Last modified 2 weeks ago

#2661 new help

Submitting batch scripts via exvmsrose

Reported by: m.couldrey Owned by: um_support
Priority: normal Component: UM Model
Keywords: Cc:
Platform: Monsoon2 UM Version:

Description

My aim is to try and run HadGEM3 GC3.1 on the xcs-c machine, but I would like to ask for some help doing so. I’ve found a suite (u-ar766) that seems like a starting point for what I’d like to run, and running my version of the suite (u-az004) in simulation mode on exvmsrose returns no errors, but I’m not sure how to go about running the suite on xcs-c. I believe the run was originally performed on Archer, although the suite does include options for using xcs.

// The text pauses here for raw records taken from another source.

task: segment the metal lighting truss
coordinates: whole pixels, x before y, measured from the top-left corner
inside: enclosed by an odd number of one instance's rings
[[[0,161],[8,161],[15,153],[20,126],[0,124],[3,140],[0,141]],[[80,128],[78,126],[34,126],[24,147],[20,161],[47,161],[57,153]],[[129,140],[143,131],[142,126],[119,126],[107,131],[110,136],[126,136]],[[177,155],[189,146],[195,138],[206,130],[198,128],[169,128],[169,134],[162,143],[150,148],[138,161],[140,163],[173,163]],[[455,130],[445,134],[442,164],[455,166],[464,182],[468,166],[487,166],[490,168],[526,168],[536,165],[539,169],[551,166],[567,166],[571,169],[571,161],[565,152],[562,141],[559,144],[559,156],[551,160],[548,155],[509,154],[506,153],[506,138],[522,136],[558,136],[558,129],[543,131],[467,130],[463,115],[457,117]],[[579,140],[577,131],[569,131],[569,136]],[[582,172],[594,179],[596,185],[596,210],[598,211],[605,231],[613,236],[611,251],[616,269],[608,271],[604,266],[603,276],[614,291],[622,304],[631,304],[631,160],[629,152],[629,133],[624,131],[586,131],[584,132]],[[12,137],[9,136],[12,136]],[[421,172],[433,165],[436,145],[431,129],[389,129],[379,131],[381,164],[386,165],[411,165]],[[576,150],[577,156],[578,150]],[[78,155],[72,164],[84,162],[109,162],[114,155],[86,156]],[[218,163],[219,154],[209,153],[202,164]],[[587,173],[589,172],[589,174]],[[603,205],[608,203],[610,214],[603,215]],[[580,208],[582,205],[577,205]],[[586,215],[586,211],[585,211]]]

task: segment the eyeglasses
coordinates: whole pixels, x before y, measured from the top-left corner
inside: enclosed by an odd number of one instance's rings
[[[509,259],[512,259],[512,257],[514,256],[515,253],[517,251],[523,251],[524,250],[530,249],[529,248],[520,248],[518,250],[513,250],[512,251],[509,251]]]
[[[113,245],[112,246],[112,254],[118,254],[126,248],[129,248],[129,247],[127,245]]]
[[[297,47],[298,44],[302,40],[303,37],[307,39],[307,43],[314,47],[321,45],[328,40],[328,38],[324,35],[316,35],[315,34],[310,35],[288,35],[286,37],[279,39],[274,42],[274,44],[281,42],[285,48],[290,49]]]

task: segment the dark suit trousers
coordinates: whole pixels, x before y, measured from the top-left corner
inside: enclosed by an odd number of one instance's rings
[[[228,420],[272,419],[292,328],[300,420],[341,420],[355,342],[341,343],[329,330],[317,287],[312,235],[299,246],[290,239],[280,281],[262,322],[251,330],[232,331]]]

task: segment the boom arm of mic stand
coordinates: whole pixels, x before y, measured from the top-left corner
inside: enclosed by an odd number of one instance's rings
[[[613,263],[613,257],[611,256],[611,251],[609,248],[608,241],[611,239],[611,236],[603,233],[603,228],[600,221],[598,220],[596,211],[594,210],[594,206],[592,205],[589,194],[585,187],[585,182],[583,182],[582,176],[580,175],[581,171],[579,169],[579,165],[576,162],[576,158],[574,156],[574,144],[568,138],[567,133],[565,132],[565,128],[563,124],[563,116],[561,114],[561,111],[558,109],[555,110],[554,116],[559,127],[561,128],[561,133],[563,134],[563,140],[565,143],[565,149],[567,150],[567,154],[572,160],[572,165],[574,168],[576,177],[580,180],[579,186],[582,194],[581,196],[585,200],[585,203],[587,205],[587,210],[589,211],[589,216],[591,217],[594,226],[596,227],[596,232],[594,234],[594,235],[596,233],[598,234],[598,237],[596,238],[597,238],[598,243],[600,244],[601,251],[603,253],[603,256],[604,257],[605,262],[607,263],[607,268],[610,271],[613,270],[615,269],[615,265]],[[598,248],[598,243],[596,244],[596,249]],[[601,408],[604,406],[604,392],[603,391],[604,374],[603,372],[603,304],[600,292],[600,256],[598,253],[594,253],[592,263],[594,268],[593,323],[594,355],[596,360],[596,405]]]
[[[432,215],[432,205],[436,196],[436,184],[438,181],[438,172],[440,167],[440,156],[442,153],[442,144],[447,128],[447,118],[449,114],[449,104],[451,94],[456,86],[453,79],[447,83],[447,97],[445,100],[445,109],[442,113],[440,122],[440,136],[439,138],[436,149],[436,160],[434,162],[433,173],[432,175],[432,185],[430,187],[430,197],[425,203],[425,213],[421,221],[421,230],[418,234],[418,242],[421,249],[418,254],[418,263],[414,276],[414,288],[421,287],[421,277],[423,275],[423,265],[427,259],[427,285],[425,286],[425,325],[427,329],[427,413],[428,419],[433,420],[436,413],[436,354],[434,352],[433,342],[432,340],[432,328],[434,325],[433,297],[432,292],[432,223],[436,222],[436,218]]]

When I try to run the suite on xcs-c, it fails at the submit stage: the suite makes a job script for fcm_make_drivers that includes some SBATCH commands. The cylc gui tells me that the suite runs up until a submit-fail on the fcm_make_drivers job being run on the local host (which I suppose is exvmsrose). The job-activity.log seems to suggest that the sbatch command isn’t understood:


2018-10-31T11:27:00Z|18500101T0000Z/fcm_make_drivers/01|[STDERR] [Errno 2] No such file or directory: 'sbatch'[TASK JOB SUMMARY]2018-10-31T11:27:00Z|18500101T0000Z/fcm_make_ocean/01|1|


I had a look around in the site configuration file the cray machine (meto_cray.rc) and saw that the batch system for EXTRACT_RESOURCE is set to ‘slurm’, and wondered if the ‘no such file or directory’ message is caused because exvmsrose doesn’t use slurm. On the met-office pages I see that Monsoon2 uses a PBS batch system, but setting EXTRACT_RESOURCE in the meto_cray.rc site file to pbs leaves me with a similar problem: the localhost doesn’t seem to accept PBS commands either.


I’m not really sure how to approach this problem. I see that rose suites should be submitted through the exvmsrose machine, but I’m not sure how batch scripts for jobs like fcm_make_drivers are meant to be submitted if exvmsrose doesn’t recognise batch system commands. Or am I misunderstanding what’s going on completely?


Many thanks for any help with this

Matt

Change History (1)

comment:1 Changed 2 weeks ago by grenville

Matt

n02-FAFMIP is an ARCHER code - you should use nexcs-n02. It also didn't like 'climate' (see /home/d00/macou/cylc-run/u-az004/log/job/18500101T0000Z/fcm_make_um/01/job-activity.log for example)

[STDERR] qsub: error: [PBSInvalidProject] 'climate' is not valid for collaboration trustzone on XCS

I got round that by selecting "Use default account" as true - setting sub-project name to "Other", setting Other subproject name to nexcs-n02.

However, why it's using slurm to make the drivers and postproc I don't know (they must use slurm at the MO) - look in …site/meto_cray.rc where you'll need to change all reference to slurm to pbs and you'll need to use the appropriate pbs directives — it might have been better to have chosen a job with a MONSooN.rc site file

Grenville

Note: See TracTickets for help on using tickets.